Justice Dept.Files Antitrust Suit Against Google
- U.S. DOJ files an antitrust suit against Google.
- Suit alleges that Google uses anti-competitive practices in online search and advertising.
- Eleven state attorneys general joined the suit as plaintiffs.
The U.S. Department of Justice has filed an antitrust lawsuit against Google, alleging that the online giant engaged in anticompetitive conduct to preserve monopolies in search and search-advertising. The lawsuit, according to multiple reports, is the first of many long-anticipated actions by the Justice Dept. over massive tech companies like Alphabet, the parent of Google, Apple, Amazon and Facebook.
The Justice Dept.'s lawsuit alleges that Google uses a web of interlocking businesses that it owns or controls to lock out competitors from the highly lucrative internet advertising market. With 80% of market share in online search, Google's dominance, the lawsuit says, makes it impossible for competitors to have their search results appear in front of consumers.
11 States Joined Case as Plaintiffs
The case—more than a year in the making—also involves 11 Republican state attorneys general, who have joined the Justice Dept. as plaintiffs in the case. Those states are Arkansas, Florida, Georgia, Indiana, Kentucky, Louisiana, Mississippi, Missouri, Montana, South Carolina and Texas, according to an open docket of the case filed Tuesday morning.
The suit also alleges that Google uses lucrative arrangements with mobile phone carriers to preload its search application on its Android operating system. The government alleges that Google unlawfully prohibits competitors’ search applications from being preloaded on phones under revenue-sharing arrangements, according to The Wall Street Journal.
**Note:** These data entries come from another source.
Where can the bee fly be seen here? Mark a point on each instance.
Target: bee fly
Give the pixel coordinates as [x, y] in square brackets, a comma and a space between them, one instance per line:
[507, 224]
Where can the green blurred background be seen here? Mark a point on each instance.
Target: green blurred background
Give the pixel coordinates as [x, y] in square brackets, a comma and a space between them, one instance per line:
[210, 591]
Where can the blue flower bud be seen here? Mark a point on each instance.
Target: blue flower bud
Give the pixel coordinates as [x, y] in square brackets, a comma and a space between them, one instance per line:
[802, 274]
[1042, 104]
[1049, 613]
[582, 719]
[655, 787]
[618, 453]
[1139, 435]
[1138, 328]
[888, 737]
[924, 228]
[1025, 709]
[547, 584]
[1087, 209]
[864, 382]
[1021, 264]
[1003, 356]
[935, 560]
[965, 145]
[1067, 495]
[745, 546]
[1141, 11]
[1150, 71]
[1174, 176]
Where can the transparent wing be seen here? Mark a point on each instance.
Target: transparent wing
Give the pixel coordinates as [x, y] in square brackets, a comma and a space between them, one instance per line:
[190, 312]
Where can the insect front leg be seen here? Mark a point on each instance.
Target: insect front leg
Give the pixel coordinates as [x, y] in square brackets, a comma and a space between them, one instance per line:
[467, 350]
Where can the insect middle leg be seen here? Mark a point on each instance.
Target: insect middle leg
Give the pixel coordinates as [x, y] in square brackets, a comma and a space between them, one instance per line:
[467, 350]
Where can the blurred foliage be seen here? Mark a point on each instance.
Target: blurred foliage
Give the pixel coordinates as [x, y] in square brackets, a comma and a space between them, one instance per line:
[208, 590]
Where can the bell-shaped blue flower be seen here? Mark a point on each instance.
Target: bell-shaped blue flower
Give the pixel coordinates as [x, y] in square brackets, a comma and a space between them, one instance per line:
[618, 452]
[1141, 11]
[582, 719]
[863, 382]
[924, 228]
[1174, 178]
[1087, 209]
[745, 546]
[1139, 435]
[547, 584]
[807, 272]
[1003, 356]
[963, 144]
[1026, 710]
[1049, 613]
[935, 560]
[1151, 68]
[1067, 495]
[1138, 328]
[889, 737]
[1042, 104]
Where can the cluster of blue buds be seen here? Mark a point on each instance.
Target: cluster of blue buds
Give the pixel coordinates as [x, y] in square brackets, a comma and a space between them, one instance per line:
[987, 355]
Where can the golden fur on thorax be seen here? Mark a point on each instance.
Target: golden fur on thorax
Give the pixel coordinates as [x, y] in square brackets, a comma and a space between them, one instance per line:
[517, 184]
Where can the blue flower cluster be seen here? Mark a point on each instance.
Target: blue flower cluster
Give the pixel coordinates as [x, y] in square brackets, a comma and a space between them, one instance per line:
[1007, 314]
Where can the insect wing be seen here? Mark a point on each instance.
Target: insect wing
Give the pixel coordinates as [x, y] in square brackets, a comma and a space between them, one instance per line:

Alphabet, which owns Google, has more than $120 billion cash on hand, and has the resources to fight a long and protracted legal battle. It has claimed in the past that it offers its services for free, and is therefore not a monopoly. The FTC tried to fight a similar battle with Google in 2012, but ultimately settled with the company in 2013 after Google agreed to make slight changes to its practices. If the Justice department prevails, Google may be forced to change the way it operates and possibly break up its businesses.
The Justice Department’s lawsuit reportedly does not specify particular remedies, which would be addressed in a later case.
Investors have clearly not been worrying too much about the Justice Dept.'s mounting case against Google, or other tech giants it is said to be pursuing. The FAANG stocks, including Alphabet, have been among the top performers across all markets since the DOJ investigation began.